I got to the clinic at 11:30am. After I finished filling out the paperwork they called me back and a young gal asked me if I had followed the prep instructions "Yes. Yes I did." Then she asked if I needed to go to the restroom one more time "Yes. Yes I do." Unbelievably, a full 14 hours after I drank that second bottle I was still had the pizzazz, though not very much. I did what I could and thought "I'm sure if there's anything left up there it's not anything the doc hasn't seen before".
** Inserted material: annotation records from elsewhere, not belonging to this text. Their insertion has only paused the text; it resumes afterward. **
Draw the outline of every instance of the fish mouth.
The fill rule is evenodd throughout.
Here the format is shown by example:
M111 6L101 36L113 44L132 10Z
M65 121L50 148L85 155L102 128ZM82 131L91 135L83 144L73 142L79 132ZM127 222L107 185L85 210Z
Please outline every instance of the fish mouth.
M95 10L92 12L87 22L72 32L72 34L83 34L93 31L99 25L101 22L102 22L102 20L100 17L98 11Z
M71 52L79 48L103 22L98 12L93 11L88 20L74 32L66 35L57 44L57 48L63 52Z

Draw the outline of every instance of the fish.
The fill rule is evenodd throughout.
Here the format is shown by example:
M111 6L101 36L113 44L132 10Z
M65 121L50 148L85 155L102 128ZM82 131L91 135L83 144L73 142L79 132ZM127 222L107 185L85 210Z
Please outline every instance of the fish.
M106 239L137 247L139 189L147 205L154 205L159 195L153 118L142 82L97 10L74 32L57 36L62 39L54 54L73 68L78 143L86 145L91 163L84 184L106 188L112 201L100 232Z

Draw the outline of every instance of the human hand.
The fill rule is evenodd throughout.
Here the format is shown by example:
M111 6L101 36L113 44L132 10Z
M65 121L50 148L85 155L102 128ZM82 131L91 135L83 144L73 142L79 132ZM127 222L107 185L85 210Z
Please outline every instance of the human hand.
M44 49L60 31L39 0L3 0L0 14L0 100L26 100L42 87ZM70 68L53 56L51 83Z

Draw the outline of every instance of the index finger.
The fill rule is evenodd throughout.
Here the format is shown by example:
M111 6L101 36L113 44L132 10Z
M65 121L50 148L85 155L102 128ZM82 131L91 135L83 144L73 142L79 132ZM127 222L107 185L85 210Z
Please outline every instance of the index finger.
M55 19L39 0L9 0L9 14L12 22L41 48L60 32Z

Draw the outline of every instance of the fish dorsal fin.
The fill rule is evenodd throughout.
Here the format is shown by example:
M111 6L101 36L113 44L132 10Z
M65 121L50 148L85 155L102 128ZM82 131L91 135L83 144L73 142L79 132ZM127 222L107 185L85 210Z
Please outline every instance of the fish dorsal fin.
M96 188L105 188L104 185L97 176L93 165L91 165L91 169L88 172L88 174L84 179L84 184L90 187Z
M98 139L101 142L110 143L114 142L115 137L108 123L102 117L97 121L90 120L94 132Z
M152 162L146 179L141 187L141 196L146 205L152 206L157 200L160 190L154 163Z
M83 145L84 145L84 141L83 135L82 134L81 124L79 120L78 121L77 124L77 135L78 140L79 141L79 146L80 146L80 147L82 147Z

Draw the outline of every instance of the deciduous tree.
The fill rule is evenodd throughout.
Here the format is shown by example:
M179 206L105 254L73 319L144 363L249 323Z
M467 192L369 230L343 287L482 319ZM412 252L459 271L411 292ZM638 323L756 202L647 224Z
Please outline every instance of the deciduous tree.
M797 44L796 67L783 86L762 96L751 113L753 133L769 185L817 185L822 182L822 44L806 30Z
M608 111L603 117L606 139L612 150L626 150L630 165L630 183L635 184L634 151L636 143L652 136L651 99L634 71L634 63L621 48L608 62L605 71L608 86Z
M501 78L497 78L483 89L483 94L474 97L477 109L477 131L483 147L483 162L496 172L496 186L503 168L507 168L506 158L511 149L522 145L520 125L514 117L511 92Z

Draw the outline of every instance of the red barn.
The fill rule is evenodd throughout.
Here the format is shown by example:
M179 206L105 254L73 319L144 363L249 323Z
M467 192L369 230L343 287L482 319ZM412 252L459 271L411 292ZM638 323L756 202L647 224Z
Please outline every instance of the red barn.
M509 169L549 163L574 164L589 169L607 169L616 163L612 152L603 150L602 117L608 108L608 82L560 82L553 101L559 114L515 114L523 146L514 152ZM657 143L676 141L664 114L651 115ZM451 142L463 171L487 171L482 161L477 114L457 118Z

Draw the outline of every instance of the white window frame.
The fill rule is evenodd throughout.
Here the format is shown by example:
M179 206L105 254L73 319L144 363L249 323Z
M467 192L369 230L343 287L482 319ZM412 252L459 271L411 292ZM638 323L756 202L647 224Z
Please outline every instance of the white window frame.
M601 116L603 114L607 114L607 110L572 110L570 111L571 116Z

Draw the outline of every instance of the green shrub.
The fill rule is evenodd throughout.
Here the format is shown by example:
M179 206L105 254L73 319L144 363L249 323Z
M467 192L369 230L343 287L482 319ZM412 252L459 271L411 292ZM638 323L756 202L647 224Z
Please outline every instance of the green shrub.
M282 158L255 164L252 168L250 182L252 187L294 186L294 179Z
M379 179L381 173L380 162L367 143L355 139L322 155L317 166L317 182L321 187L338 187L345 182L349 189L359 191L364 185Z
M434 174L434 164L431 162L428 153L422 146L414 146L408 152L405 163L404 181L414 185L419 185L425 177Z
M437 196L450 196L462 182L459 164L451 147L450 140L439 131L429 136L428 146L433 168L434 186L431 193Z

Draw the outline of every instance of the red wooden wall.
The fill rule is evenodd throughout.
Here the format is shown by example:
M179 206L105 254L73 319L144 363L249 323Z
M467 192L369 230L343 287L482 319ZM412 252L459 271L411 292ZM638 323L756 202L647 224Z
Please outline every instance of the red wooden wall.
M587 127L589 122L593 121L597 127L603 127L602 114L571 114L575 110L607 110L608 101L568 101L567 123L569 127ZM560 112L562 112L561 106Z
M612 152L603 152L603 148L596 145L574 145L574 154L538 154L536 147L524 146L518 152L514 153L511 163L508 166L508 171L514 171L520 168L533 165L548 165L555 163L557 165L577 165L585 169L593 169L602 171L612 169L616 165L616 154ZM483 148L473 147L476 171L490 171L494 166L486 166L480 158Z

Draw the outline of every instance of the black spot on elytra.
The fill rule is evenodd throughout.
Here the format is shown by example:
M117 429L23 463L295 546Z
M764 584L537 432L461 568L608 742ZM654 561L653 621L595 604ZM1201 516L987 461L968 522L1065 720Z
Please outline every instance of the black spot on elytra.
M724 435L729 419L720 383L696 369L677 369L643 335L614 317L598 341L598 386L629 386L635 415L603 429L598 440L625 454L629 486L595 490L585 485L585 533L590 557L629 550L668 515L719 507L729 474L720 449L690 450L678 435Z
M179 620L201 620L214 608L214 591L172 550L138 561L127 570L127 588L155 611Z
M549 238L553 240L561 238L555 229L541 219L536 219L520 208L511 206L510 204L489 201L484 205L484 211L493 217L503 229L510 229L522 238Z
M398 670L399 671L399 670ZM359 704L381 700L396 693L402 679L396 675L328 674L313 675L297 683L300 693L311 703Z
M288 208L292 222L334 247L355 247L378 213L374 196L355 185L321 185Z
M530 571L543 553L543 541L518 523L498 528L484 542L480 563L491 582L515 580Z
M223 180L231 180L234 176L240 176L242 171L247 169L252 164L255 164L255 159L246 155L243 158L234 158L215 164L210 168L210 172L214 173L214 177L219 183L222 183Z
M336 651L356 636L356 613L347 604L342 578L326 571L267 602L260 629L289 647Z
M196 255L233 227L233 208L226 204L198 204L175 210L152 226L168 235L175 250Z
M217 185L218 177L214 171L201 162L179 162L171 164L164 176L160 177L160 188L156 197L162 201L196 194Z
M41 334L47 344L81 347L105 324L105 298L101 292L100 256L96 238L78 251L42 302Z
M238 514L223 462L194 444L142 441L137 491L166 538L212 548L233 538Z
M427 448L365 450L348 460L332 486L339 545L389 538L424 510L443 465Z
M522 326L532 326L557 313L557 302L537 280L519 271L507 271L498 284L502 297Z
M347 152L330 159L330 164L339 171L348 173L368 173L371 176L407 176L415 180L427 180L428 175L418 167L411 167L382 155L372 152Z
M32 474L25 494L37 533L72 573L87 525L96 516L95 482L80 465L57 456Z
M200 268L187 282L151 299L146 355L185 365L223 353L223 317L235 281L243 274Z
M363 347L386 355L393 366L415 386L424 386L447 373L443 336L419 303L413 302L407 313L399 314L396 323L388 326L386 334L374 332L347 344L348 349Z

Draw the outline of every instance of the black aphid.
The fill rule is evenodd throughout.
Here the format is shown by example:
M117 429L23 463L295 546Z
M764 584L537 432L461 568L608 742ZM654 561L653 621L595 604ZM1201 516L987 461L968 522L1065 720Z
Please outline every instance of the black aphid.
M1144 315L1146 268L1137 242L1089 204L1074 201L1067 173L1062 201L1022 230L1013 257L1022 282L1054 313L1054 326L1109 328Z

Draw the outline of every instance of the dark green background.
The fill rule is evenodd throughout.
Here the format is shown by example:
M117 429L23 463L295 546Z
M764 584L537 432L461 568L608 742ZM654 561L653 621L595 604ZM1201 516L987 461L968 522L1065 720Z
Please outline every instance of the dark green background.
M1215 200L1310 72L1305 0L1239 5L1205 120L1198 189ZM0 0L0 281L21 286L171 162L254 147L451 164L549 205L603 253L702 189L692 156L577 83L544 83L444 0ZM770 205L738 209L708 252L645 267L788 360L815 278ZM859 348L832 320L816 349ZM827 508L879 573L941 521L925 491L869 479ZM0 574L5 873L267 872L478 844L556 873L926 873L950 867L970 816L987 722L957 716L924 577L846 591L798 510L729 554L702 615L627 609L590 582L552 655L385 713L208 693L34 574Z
It gets boring after that. I stripped down to my socks (weird, the nurse made it a point that I understand I needed to keep my socks on and nothing else) put on a gown and laid down on a gurney. They wheeled me down a short hall to a small room where the deed was to be done. They gave me a general anesthesia, not local, so I was out the whole time. They used MJ's Mother Milk, propofal. I don't remember falling asleep. I was out for about an hour and 15 minutes. When I woke I wasn't terribly groggy but I had a little trouble walking. The doc let me know he found two tiny polyps and removed them. They're going to do a biopsy to make sure there's nothing nefarious going on but he's fairly confident they'll be benign. He congratulated me on following the "prep" and said everything was nice a clean so he had no trouble seeing everything he wanted. By the way, if you didn't know, they check out the entire length of the large intestine (about 5 feet). I don't know how folks do that while just under a local. I was perfectly fine being out the whole time.
After 15-20 minutes they escorted me out the door where the wifey was waiting to pick me up. Off we went to the house where I took another nap for an hour or so. That evening I finally broke my fast and ate some leftover chicken wings and skirt steak. I probably should have just had pudding or something because I started cramping pretty hard and was quite uncomfortable for the rest of the night. My belly sounded like a herd of cats were fighting in there. My whole abdomen became tender; partly from the food, partly from the CO2 the doc pumped into me and partly from the sore muscles from straining so much over the last day. I was fine as in the recliner as long as I didn't move, but whenever I turned to lay on my side I felt like Rocky was using my abdomen to warm up for Apollo. The next day I was still tender but not nearly as crampy. Wednesday I was still a little sore but I think it was just the muscles recovering from the straining. I felt good enough to drive my kid's car with the stick shift to south Fort Worth and get my first COVID shot. Today I don't feel any aftereffects, but my arm is a little sore from the shot.
Oddly, señor sphincter was never sore at all.